Personal information
- Born: August 24, 1949 (age 76) Painesville, Ohio, U.S.
- Listed height: 6 ft 3 in (1.91 m)
- Listed weight: 249 lb (113 kg)

Career information
- High school: Mentor (OH)
- College: Virginia
- NFL draft: 1971: 13th round, 322nd overall pick

Career history
- Washington Redskins (1973–1975); Tampa Bay Buccaneers (1976–1977); Los Angeles Rams (1978–1979);

Awards and highlights
- First-team All-ACC (1970);

Career NFL statistics
- Games played: 102
- Games started: 26
- Fumble recoveries: 4
- Stats at Pro Football Reference

= Dan Ryczek =

American football player (born 1949)

Daniel Stanley Ryczek (born August 24, 1949) is an American former professional football player who was an offensive lineman in the National Football League (NFL) for the Washington Redskins, Tampa Bay Buccaneers, and Los Angeles Rams, his last game was playing for the Rams in Super Bowl XIV.

==Football career==
Ryczek played at Mentor High School in Ohio.
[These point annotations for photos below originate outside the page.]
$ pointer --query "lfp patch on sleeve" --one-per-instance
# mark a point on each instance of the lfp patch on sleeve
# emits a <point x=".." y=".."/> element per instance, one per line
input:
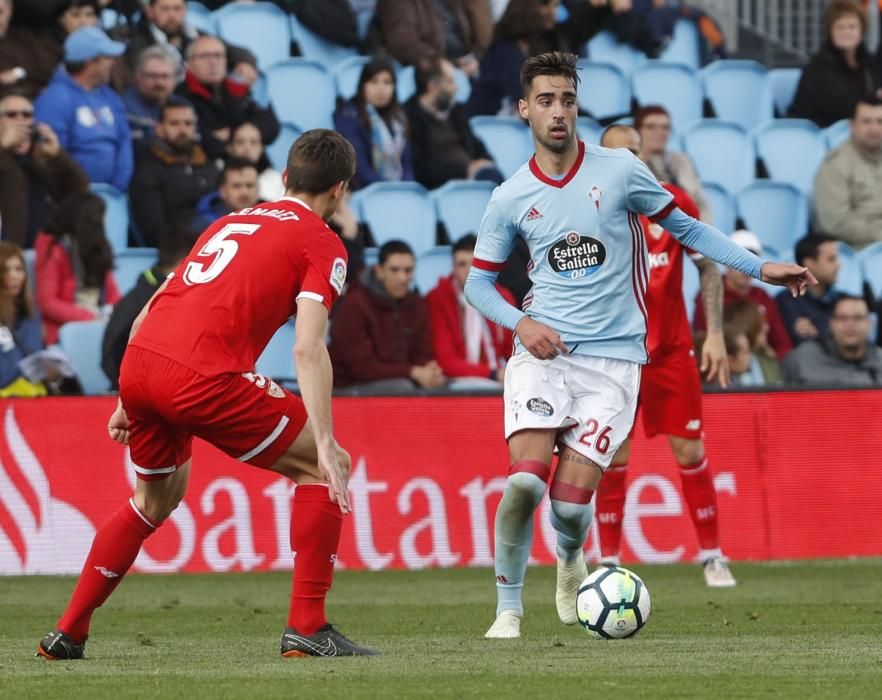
<point x="338" y="274"/>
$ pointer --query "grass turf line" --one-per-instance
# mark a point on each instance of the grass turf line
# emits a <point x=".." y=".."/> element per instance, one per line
<point x="788" y="630"/>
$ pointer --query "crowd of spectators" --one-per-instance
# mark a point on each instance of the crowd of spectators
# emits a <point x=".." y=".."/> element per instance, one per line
<point x="167" y="116"/>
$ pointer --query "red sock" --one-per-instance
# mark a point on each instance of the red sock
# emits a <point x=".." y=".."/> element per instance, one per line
<point x="701" y="499"/>
<point x="114" y="548"/>
<point x="316" y="524"/>
<point x="610" y="507"/>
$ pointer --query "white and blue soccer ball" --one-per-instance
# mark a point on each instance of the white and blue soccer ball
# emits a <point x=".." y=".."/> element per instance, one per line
<point x="613" y="603"/>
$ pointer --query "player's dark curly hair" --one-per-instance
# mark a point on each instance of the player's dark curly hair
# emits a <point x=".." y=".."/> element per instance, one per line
<point x="549" y="63"/>
<point x="78" y="221"/>
<point x="318" y="160"/>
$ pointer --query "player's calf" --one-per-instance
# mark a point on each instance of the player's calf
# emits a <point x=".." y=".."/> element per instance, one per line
<point x="571" y="516"/>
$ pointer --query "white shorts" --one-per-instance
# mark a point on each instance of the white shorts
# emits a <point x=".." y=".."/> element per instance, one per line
<point x="590" y="400"/>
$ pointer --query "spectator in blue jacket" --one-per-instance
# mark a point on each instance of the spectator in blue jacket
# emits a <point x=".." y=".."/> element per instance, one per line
<point x="21" y="332"/>
<point x="809" y="316"/>
<point x="375" y="124"/>
<point x="86" y="114"/>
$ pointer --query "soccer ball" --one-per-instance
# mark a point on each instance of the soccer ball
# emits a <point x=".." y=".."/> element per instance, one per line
<point x="612" y="603"/>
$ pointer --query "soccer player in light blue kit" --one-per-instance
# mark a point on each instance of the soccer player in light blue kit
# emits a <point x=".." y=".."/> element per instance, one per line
<point x="581" y="336"/>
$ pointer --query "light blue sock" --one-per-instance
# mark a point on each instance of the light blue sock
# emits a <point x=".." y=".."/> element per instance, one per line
<point x="514" y="537"/>
<point x="571" y="520"/>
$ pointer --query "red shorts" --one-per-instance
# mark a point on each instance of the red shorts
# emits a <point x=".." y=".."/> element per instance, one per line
<point x="248" y="416"/>
<point x="670" y="396"/>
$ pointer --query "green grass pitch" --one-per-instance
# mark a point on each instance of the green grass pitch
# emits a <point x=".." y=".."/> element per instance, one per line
<point x="788" y="630"/>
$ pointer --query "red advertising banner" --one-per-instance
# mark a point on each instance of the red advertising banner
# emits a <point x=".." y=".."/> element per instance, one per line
<point x="799" y="475"/>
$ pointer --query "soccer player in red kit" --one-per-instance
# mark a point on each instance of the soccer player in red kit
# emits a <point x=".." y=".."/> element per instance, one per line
<point x="670" y="386"/>
<point x="189" y="371"/>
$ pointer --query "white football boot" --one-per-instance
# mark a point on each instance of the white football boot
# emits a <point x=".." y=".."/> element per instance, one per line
<point x="569" y="576"/>
<point x="506" y="626"/>
<point x="717" y="573"/>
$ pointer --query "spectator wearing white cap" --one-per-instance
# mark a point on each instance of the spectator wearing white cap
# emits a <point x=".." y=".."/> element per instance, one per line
<point x="737" y="285"/>
<point x="86" y="114"/>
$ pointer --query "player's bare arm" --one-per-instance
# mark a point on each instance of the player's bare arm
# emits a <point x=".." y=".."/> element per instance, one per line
<point x="314" y="373"/>
<point x="795" y="277"/>
<point x="118" y="425"/>
<point x="714" y="363"/>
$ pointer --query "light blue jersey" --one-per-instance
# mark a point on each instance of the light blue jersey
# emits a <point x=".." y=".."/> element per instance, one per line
<point x="589" y="262"/>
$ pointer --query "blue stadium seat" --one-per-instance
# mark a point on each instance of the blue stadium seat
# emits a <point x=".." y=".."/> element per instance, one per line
<point x="432" y="265"/>
<point x="460" y="205"/>
<point x="870" y="259"/>
<point x="302" y="93"/>
<point x="200" y="18"/>
<point x="605" y="47"/>
<point x="405" y="83"/>
<point x="261" y="27"/>
<point x="314" y="47"/>
<point x="589" y="130"/>
<point x="683" y="47"/>
<point x="130" y="263"/>
<point x="347" y="73"/>
<point x="399" y="210"/>
<point x="260" y="91"/>
<point x="837" y="133"/>
<point x="723" y="153"/>
<point x="722" y="205"/>
<point x="775" y="211"/>
<point x="463" y="85"/>
<point x="603" y="90"/>
<point x="277" y="151"/>
<point x="277" y="359"/>
<point x="30" y="257"/>
<point x="116" y="215"/>
<point x="784" y="82"/>
<point x="507" y="138"/>
<point x="691" y="287"/>
<point x="850" y="278"/>
<point x="676" y="87"/>
<point x="792" y="150"/>
<point x="739" y="91"/>
<point x="81" y="342"/>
He played college football at the University of Virginia, where he was the 1970 co-captain and received the 1970 Jacobs Blocking Trophy as the best blocking offensive lineman. Ryczek was selected 322nd overall in the thirteenth round of the 1971 NFL draft by the Washington Redskins and Head Coach George Allen. In the Expansion draft in 1976, he was selected by the new Tampa Bay Buccaneers. In 1978, he was traded to the Los Angeles Rams, back to George Allen, the new head coach or the Rams.

His brother Paul also played for Virginia and in the NFL.